Charles Pierce (1839-1914), the semiotician, developed a classification system for signs—any signal that refers to something and is received by an interpreter. Human signs, he said, signify three kinds of phenomena: facts, qualities, and conventions. I point to a can of paint and I say, “I want that paint.” The term “paint” signifies the actual existing thing called paint, a fact. When I browse through the swatch booklet for various paint colors, and I find the one I want in a paint, I point to the swatch, and say, “I want this one.” In this case, the sign—the swatch—is not paint, but a way to specify one quality of the paint, its color. When Harriet Tubman wrote, “Mrs. Stowe’s pen hasn’t begun to paint what slavery is,” she wasn’t referring to paint or the quality of paint, but to a more complex social issue, using certain speech conventions, like irony and metaphor. Or in another case, we read an oral thermometer at 101 degrees Fahrenheit, and that sign—by convention—tells us someone has a fever, a fact. These categories—fact, quality, convention—are what Peirce called sign “elements.”
These elements then appoint classifications to signs. These classifications he called index, icon, and symbol. Index signs refer to natural things. Icon refers to representative things. Symbol relies on a socially shared understanding. An actual face is indexical. A portrait photo is iconic. A yellow happy-face emoticon is symbolic. And we can see that these categories, from index through icon to symbol become ever more abstract. Peirce called this “firstness,” “secondness” and “thirdness.”
The first is that whose being is simply in itself, not referring to anything or lying beyond anything. The second is that which is what it is owing to something to which it is second. The third is that which is what it is owing to things between which it mediates and which it brings into relation to each other.[10]

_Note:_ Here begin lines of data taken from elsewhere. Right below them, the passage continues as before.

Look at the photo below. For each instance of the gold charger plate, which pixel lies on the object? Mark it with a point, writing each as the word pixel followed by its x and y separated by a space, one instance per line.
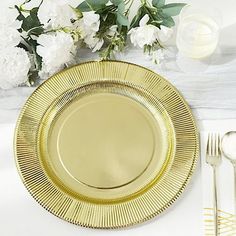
pixel 106 144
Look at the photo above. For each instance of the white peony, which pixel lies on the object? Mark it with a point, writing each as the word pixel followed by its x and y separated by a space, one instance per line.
pixel 56 13
pixel 112 31
pixel 93 42
pixel 56 50
pixel 144 34
pixel 9 36
pixel 14 67
pixel 88 26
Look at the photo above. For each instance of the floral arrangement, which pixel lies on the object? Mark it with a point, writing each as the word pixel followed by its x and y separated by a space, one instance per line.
pixel 38 41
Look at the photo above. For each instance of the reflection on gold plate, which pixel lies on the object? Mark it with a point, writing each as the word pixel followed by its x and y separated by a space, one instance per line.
pixel 106 144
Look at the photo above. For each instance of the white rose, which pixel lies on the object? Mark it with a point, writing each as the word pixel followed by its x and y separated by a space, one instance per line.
pixel 93 42
pixel 88 24
pixel 56 50
pixel 14 67
pixel 56 13
pixel 9 36
pixel 165 34
pixel 112 31
pixel 144 34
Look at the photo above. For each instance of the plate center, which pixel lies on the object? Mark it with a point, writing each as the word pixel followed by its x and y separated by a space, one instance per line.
pixel 104 140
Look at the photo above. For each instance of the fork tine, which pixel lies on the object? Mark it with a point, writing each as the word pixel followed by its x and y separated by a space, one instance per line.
pixel 219 144
pixel 212 144
pixel 208 145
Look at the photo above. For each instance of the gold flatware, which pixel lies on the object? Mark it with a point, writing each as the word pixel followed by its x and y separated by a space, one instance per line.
pixel 229 151
pixel 213 158
pixel 106 144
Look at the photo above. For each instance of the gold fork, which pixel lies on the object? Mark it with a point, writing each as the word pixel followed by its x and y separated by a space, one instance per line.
pixel 213 158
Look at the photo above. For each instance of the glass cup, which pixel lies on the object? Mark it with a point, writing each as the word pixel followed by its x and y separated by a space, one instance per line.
pixel 198 32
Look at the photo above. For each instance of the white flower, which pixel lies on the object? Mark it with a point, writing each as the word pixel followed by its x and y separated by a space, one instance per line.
pixel 93 42
pixel 164 34
pixel 158 56
pixel 89 26
pixel 144 34
pixel 56 50
pixel 56 13
pixel 9 36
pixel 14 67
pixel 112 31
pixel 91 20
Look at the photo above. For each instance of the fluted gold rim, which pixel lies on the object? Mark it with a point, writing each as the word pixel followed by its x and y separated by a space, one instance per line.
pixel 136 210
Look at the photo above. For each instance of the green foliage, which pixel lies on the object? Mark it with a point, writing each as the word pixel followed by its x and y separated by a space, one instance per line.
pixel 90 5
pixel 158 3
pixel 113 12
pixel 159 13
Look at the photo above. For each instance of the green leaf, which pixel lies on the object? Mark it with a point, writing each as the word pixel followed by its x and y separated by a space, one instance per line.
pixel 83 7
pixel 157 22
pixel 117 2
pixel 173 9
pixel 158 3
pixel 168 22
pixel 137 18
pixel 122 20
pixel 121 8
pixel 20 17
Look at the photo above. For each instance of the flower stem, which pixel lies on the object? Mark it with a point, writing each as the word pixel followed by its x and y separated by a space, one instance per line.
pixel 128 10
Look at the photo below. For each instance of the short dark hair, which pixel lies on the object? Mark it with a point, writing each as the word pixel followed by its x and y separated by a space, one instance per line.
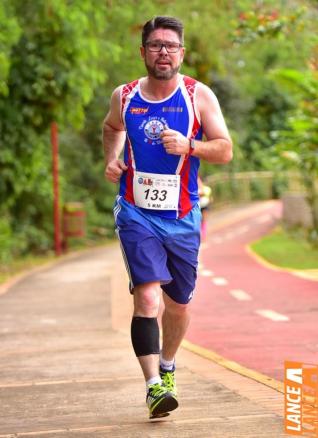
pixel 162 22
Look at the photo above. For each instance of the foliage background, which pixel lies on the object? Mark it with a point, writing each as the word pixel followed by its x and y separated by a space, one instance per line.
pixel 60 60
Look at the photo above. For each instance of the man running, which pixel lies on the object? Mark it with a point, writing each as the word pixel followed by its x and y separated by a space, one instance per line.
pixel 159 120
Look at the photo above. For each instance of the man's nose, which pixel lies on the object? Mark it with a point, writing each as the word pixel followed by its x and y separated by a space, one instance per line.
pixel 163 49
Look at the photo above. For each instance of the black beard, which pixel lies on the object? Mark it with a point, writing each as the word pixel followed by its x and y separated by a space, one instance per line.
pixel 162 75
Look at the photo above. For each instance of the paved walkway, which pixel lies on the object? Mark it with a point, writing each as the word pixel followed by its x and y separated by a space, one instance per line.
pixel 67 368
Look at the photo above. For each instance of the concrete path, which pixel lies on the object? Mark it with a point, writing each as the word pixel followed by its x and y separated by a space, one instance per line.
pixel 67 368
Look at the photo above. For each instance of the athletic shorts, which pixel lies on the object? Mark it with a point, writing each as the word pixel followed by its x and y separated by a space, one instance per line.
pixel 158 249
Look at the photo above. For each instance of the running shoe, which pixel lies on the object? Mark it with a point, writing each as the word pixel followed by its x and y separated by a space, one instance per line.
pixel 169 380
pixel 160 401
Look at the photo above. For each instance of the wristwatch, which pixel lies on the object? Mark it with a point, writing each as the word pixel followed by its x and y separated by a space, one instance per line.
pixel 192 145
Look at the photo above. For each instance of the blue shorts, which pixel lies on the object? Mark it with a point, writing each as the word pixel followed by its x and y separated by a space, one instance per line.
pixel 158 249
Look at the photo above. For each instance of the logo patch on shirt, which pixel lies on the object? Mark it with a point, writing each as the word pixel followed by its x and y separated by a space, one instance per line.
pixel 172 109
pixel 137 111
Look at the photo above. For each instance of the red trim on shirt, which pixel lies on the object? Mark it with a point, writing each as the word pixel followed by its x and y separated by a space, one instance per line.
pixel 185 202
pixel 129 195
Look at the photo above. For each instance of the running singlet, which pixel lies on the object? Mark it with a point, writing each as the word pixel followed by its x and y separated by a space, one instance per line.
pixel 159 183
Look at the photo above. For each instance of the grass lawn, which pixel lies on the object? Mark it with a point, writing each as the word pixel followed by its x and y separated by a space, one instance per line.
pixel 286 250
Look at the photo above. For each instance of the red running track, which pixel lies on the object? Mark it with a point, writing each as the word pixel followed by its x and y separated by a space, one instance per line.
pixel 232 327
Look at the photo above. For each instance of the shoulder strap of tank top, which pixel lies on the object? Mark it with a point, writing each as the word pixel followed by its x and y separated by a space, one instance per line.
pixel 190 85
pixel 126 91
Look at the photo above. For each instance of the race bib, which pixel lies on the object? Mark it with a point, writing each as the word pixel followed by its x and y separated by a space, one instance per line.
pixel 156 192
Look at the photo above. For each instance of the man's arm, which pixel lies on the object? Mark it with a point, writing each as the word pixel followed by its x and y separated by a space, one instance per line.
pixel 114 136
pixel 218 145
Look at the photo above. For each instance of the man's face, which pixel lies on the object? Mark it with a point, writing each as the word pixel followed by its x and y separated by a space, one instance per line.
pixel 163 65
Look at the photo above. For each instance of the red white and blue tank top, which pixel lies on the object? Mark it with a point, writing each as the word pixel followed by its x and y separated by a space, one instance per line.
pixel 144 121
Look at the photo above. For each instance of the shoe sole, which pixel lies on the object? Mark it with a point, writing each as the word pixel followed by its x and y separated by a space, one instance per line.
pixel 167 404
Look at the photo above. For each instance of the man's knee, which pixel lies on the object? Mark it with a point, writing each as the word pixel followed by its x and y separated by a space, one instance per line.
pixel 147 300
pixel 175 308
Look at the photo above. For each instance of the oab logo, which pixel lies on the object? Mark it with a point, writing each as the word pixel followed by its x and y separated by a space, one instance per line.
pixel 153 129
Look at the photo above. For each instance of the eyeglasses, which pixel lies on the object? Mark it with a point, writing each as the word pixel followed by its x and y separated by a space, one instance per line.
pixel 157 47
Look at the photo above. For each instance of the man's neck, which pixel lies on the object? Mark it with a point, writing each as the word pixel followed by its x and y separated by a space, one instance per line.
pixel 157 89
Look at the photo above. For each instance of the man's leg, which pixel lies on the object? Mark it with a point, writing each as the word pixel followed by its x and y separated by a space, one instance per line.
pixel 145 340
pixel 175 321
pixel 146 305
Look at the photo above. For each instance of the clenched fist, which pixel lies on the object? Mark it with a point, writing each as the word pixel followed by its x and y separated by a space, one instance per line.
pixel 114 170
pixel 174 142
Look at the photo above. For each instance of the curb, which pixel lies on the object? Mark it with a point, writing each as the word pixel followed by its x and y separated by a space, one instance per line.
pixel 233 366
pixel 308 274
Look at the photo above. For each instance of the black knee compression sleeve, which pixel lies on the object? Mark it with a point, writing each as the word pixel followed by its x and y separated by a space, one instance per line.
pixel 145 335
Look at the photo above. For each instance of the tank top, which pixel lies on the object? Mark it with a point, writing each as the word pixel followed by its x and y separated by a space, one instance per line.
pixel 145 155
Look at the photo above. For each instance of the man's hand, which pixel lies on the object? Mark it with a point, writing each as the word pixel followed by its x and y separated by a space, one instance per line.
pixel 174 142
pixel 114 170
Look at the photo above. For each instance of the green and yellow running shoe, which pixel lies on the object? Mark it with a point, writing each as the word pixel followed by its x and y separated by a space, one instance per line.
pixel 160 401
pixel 169 380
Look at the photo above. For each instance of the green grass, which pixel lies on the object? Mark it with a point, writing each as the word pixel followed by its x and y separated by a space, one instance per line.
pixel 287 250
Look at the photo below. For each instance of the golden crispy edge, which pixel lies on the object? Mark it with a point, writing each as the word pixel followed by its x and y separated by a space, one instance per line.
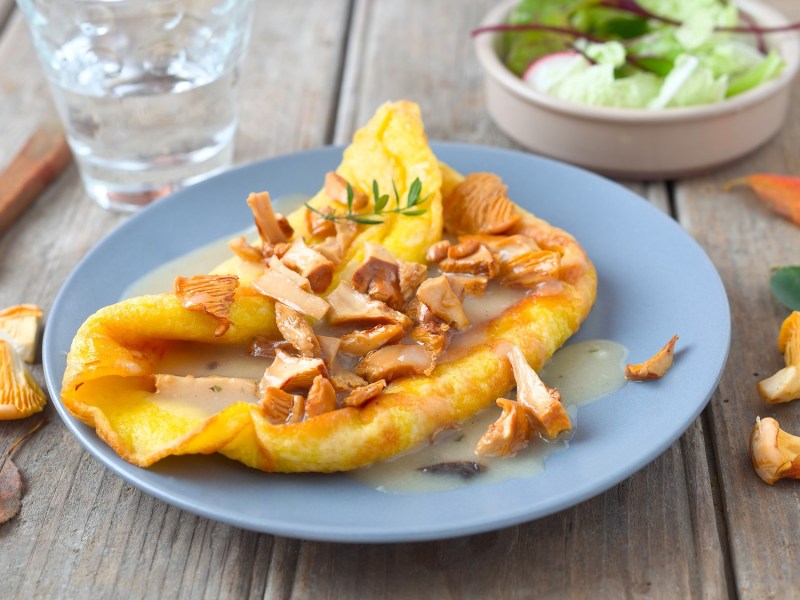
pixel 407 413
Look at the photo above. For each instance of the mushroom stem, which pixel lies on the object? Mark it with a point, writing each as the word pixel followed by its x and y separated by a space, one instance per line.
pixel 775 453
pixel 784 385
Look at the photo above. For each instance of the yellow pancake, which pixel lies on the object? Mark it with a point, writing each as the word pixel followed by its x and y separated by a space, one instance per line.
pixel 106 383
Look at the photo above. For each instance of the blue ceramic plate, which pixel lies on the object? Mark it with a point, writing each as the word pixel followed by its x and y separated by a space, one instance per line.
pixel 654 282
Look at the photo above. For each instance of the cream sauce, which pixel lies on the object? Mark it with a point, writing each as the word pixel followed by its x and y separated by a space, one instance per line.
pixel 582 372
pixel 201 260
pixel 203 379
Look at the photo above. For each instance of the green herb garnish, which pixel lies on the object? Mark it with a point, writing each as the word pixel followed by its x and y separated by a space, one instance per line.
pixel 379 211
pixel 785 285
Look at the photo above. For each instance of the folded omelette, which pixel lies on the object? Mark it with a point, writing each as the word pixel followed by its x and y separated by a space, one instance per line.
pixel 349 314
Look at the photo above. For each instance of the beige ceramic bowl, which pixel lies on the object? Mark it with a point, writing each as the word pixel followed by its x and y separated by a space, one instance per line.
pixel 636 143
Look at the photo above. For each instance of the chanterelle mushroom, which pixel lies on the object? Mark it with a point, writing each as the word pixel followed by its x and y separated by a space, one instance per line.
pixel 481 262
pixel 321 397
pixel 20 396
pixel 775 453
pixel 391 362
pixel 359 342
pixel 378 276
pixel 654 367
pixel 509 434
pixel 19 325
pixel 211 294
pixel 289 372
pixel 310 264
pixel 282 407
pixel 439 297
pixel 479 204
pixel 784 385
pixel 284 285
pixel 545 403
pixel 295 329
pixel 351 306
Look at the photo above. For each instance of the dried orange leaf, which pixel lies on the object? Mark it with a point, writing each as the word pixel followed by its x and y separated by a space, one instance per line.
pixel 211 294
pixel 10 491
pixel 779 192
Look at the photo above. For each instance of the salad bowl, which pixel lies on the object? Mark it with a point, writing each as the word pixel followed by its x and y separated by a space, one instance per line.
pixel 639 143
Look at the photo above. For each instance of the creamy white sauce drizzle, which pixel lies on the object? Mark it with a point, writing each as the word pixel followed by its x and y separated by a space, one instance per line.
pixel 199 261
pixel 582 372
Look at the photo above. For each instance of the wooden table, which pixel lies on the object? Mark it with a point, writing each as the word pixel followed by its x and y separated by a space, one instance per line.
pixel 696 522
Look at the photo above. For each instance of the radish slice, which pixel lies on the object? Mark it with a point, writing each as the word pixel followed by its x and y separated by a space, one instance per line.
pixel 550 70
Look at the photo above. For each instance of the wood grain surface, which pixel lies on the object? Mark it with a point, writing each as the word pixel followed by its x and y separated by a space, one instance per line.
pixel 696 522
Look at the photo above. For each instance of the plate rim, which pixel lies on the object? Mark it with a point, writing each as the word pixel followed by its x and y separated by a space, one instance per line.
pixel 340 533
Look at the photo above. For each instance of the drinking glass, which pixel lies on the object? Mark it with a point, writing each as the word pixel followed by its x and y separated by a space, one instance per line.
pixel 146 89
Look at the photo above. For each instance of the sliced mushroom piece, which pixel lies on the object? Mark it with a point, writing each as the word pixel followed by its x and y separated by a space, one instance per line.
pixel 509 434
pixel 437 251
pixel 430 331
pixel 346 232
pixel 378 276
pixel 318 226
pixel 439 297
pixel 481 263
pixel 289 372
pixel 295 329
pixel 211 294
pixel 547 411
pixel 392 362
pixel 520 260
pixel 468 285
pixel 411 276
pixel 336 189
pixel 262 347
pixel 19 325
pixel 284 288
pixel 363 394
pixel 321 397
pixel 433 337
pixel 463 249
pixel 271 227
pixel 345 381
pixel 654 367
pixel 330 249
pixel 360 342
pixel 281 407
pixel 310 264
pixel 479 204
pixel 244 250
pixel 349 306
pixel 784 385
pixel 329 347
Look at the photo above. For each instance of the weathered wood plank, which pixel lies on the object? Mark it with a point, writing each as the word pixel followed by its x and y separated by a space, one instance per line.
pixel 745 240
pixel 82 530
pixel 655 534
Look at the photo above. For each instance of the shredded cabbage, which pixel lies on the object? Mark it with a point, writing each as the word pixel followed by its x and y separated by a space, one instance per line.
pixel 645 63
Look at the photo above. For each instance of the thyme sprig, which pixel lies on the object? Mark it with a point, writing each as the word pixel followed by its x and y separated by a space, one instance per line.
pixel 378 214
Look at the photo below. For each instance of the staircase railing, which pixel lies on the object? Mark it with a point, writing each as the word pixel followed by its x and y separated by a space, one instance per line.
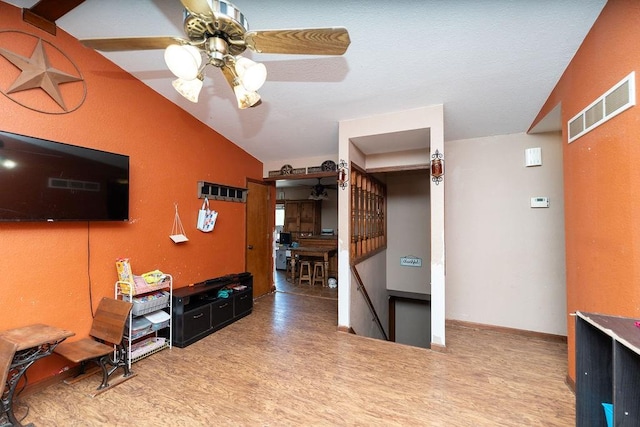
pixel 365 294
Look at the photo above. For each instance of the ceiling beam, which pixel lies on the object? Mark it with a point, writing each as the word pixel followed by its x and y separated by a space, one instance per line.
pixel 45 13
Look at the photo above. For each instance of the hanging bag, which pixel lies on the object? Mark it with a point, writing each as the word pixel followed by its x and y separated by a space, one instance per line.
pixel 206 217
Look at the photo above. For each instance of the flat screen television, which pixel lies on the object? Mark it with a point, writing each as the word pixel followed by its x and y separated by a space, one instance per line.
pixel 285 238
pixel 43 180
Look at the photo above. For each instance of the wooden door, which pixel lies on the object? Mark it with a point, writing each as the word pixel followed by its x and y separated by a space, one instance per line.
pixel 260 218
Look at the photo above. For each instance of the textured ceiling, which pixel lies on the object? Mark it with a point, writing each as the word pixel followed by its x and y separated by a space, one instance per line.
pixel 491 63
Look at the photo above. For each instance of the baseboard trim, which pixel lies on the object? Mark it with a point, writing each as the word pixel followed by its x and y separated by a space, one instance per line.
pixel 522 332
pixel 439 348
pixel 49 381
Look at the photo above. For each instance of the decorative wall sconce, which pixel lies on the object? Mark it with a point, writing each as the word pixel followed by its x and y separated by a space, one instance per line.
pixel 343 174
pixel 437 167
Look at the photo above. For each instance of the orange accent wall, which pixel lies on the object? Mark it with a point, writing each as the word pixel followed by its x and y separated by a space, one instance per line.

[1] Von Sydow, “Sociobiology, Universal Darwinism, and Their Transcendence.”
[2] There is a truism in logic that says, “You cannot prove a negative”; but this is not absolutely true. The exceptions are “proof of impossibility” (2 plus 2 cannot equal 5) and “evidence of absence” (There is no coffee in that cup). In this case, however, the claim “There is no God,” falls outside of either exception, because God—at least as understood from the perspective of Christian philosophers like Aquinas—is prior to and transcendent of the Being within which we, as Being’s time-space-matter captives, establish these kinds of evidentiary proofs.
[3] Campbell, “Bayesian Methods and Universal Darwinism.”
[4] Selg, Rudolf Steiner’s Life and Work, 174.
[5] Aristotle defined four types of causation: material, formal, efficient, and final. Material causation was what made up something—this book is made of paper and ink. Formal causation is how something is formed—a daisy is a daisy and not a rose because of their specific and differentiated forms. Efficient causation is a sequence leading to a phenomenon—billiard ball moves, hits another billiard ball, energy is transferred, second ball moves. Final causation is a purpose or goal, what an action is aimed at—I am writing now for the purpose of “causing” a post.
[6] Bergson, Creative Evolution, 332.
[7] Wittgenstein, Philosophical Investigations, para. 23.
[8] Goff, Borderline, 30.
[9] Xanthos, “Wittgenstein’s Language Games,” Signo, (2.4), 2006.
[10] Peirce, quoted in Hornborg, Power of the Machine, 165.